Durante um almoço de confraternização realizado no último dia 9 de maio, no sítio do vereador Miau, pelo menos três vereadoras relataram ter passado mal após consumir jujubas que estavam sobre a mesa do evento. A situação, inicialmente tratada como um mal-estar comum, evoluiu para suspeita de contaminação por substância entorpecente, o que desencadeou uma investigação criminal.

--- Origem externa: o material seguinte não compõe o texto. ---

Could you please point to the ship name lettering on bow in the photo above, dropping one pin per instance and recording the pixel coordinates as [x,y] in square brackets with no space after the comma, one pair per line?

A vereadora Mary do Mojó prestou depoimento à polícia relatando os detalhes do incidente. Segundo ela, por volta das 16h, após ingerir uma única jujuba, começou a sentir reações adversas: boca extremamente seca, sensação de inquietação, nervosismo e rosto quente. A parlamentar havia consumido três cervejas antes de comer o doce, mas afirmou que, no momento do mal-estar, já estava tomando apenas água e refrigerante.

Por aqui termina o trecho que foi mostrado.